2011年6月23日木曜日

気候変動からの脆弱性を評価する方法 ~Whatが先か、Ifが先か~

気候変動からの脆弱性を評価する方法は大きく分けて、影響アプローチ(Impact Approach)と相互作用アプローチ(Integrated Approach)の2つに分けられる。二つの違いを説明してみる。

影響アプローチは原因と結果を考える、だから、分析の論理は「If, Then, What」である。気候変動が起こった場合をまず想定して(If)、次に(Then)、その影響が何であるか(What)であるか理解する。このアプローチでは、気候変動以外からの影響は、一定であると考える必要がある。しかし、現実は、人々の生活、生態系、ビジネス等は、気候だけではなく、他の人間の活動やその他の要因に依存している。例えば、人口増加する事で、食糧の需要が伸びる。そこで、気候変動から食糧の生産も下がれば、脆弱性が更に上がることになる。更に、近年は食糧への投機的なお金が流れることで、食料価格の上下の動きが増幅される。これらの、影響は多分気候変動の影響より大きいだろう。だから、気候以外の影響を考慮しないと、評価に信ぴょう性がなくなってきている。クライメイトゲート事件からは特に・・・・。

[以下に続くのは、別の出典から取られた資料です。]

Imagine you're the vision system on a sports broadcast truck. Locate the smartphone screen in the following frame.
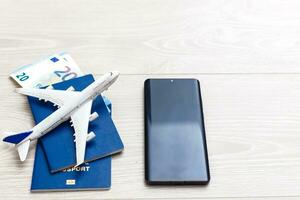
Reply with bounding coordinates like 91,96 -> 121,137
144,79 -> 210,184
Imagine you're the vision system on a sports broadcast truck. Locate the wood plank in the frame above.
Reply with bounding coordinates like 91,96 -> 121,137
0,75 -> 300,199
0,0 -> 300,75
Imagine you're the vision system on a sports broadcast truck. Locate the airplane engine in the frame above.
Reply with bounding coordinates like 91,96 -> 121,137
86,131 -> 96,142
89,112 -> 99,122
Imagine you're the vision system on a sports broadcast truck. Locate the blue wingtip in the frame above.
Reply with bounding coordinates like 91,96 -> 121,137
3,131 -> 32,144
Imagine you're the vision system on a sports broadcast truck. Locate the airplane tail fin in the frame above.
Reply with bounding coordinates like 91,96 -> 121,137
18,140 -> 30,161
3,131 -> 32,144
3,131 -> 32,161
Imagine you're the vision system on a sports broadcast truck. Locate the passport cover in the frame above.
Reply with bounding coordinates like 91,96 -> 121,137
31,140 -> 111,192
28,75 -> 124,173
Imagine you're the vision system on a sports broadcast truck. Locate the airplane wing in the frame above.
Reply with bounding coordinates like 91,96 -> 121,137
16,88 -> 80,107
71,100 -> 93,166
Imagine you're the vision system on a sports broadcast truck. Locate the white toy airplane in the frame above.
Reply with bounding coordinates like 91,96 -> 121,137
3,72 -> 119,166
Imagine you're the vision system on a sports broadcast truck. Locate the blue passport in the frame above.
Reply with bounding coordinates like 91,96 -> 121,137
31,140 -> 111,192
28,75 -> 124,173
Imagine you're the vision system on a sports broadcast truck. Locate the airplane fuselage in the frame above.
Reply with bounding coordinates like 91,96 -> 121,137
21,73 -> 117,143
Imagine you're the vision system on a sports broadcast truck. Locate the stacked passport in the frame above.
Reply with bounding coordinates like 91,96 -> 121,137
28,75 -> 124,192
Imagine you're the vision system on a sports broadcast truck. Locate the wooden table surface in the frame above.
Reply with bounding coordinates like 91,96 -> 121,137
0,0 -> 300,200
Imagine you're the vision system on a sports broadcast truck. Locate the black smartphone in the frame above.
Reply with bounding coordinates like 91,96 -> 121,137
144,79 -> 210,185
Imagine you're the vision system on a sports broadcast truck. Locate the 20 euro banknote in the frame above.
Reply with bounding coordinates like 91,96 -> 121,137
10,53 -> 83,88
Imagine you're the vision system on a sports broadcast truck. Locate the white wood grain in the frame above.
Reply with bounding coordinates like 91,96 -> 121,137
0,0 -> 300,75
0,0 -> 300,200
0,75 -> 300,199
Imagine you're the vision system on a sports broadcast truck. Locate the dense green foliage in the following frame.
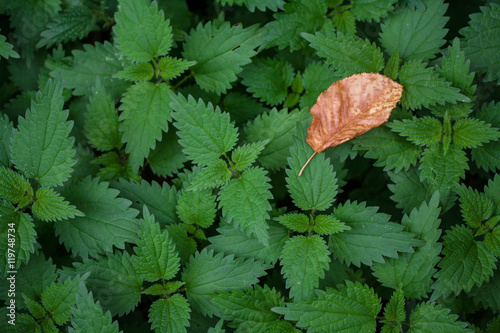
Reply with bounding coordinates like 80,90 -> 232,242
0,0 -> 500,333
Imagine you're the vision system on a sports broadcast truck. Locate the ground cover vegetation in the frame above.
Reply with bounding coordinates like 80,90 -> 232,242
0,0 -> 500,333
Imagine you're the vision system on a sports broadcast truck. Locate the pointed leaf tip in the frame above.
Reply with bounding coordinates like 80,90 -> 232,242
299,73 -> 403,176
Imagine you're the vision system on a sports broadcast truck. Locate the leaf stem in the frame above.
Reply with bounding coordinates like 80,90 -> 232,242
172,71 -> 194,90
299,152 -> 316,177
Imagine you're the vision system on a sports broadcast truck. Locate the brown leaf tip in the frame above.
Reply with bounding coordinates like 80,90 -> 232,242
299,73 -> 403,176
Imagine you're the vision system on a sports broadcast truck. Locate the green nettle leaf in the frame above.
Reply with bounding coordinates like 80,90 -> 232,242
68,282 -> 119,333
329,201 -> 423,267
182,249 -> 270,317
176,190 -> 217,228
217,0 -> 285,13
460,3 -> 500,82
85,80 -> 123,151
68,251 -> 143,316
399,60 -> 464,110
387,167 -> 430,214
231,139 -> 269,171
158,57 -> 196,80
91,151 -> 131,180
0,205 -> 37,274
55,177 -> 140,258
380,0 -> 448,61
112,178 -> 179,225
113,62 -> 155,81
41,274 -> 83,325
408,302 -> 471,333
169,92 -> 238,165
453,118 -> 500,148
382,288 -> 406,333
212,284 -> 285,333
134,207 -> 180,282
384,50 -> 401,81
351,0 -> 397,22
273,281 -> 382,332
245,107 -> 310,170
0,166 -> 33,203
302,32 -> 384,77
149,294 -> 191,333
187,159 -> 232,191
431,226 -> 497,300
240,58 -> 294,105
332,10 -> 356,35
0,31 -> 20,59
286,125 -> 337,211
431,38 -> 476,119
471,101 -> 500,171
372,192 -> 442,299
10,78 -> 76,186
470,270 -> 500,312
23,294 -> 47,319
484,174 -> 500,215
219,167 -> 273,245
280,235 -> 330,302
420,144 -> 469,210
31,187 -> 84,221
300,62 -> 342,108
388,117 -> 443,146
352,126 -> 422,171
208,221 -> 289,264
182,22 -> 260,95
148,129 -> 187,177
114,0 -> 174,62
0,114 -> 14,168
484,227 -> 500,256
457,184 -> 495,228
222,91 -> 269,125
275,213 -> 309,232
313,215 -> 351,235
166,224 -> 197,264
119,82 -> 171,166
36,5 -> 97,47
50,41 -> 131,100
261,0 -> 332,51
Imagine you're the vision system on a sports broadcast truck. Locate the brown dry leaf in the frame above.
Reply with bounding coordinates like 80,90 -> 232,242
299,73 -> 403,176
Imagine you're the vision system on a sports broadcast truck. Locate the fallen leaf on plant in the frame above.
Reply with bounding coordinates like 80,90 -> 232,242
299,73 -> 403,176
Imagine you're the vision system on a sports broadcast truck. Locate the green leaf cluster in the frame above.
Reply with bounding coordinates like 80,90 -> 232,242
0,0 -> 500,333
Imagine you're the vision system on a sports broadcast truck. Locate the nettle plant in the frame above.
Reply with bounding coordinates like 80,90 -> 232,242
0,0 -> 500,333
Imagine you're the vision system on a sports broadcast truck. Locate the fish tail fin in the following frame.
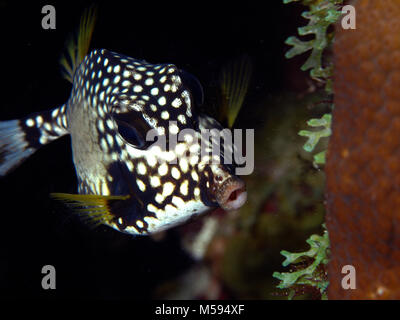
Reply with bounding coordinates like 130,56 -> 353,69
0,105 -> 68,177
220,55 -> 253,128
60,5 -> 97,83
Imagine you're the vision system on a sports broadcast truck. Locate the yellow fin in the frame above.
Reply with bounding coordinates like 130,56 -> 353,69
60,5 -> 97,83
50,193 -> 130,227
220,55 -> 253,128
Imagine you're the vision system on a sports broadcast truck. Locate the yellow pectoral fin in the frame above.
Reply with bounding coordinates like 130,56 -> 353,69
50,193 -> 130,227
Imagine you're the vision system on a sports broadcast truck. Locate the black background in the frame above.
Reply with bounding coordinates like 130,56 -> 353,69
0,0 -> 302,299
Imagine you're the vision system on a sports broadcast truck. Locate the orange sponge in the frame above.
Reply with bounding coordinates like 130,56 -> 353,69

この気候以外からの影響も考えた二番目のアプローチは、相互作用アプローチといわれる。このアプローチは、気候変動からの影響は、人々の生活、生態系、ビジネス等に影響を与える一面でしか無いと考えている。相互作用アプローチは「What, Then, If」と考える。気候変動が発生したときに、社会と生態系は、何に(What)敏感であるかを、気候以外の項目も含め考えておく。そして(Then)、もし、(If)実際に起った場合、どこが影響をうけるか考える。「If, Then, What」と「What, Then, If」の違いはこじつけ半分だが、スタート地点が、「気候」から入るのかそれとも、影響されうる「人々の生活、生態系、ビジネス等」から入るのかを表している。Whatを先に考えることにより、視野が広がり、包括的な評価ができる。しかし、物事が大きくなりすぎて大変な側面もある。

それから、当然現実は、評価の再考を何度も行うので、二つのアプローチを統合して、 社会と気候因子を相互に評価することになる。

久しぶりだったが、今日はここまで。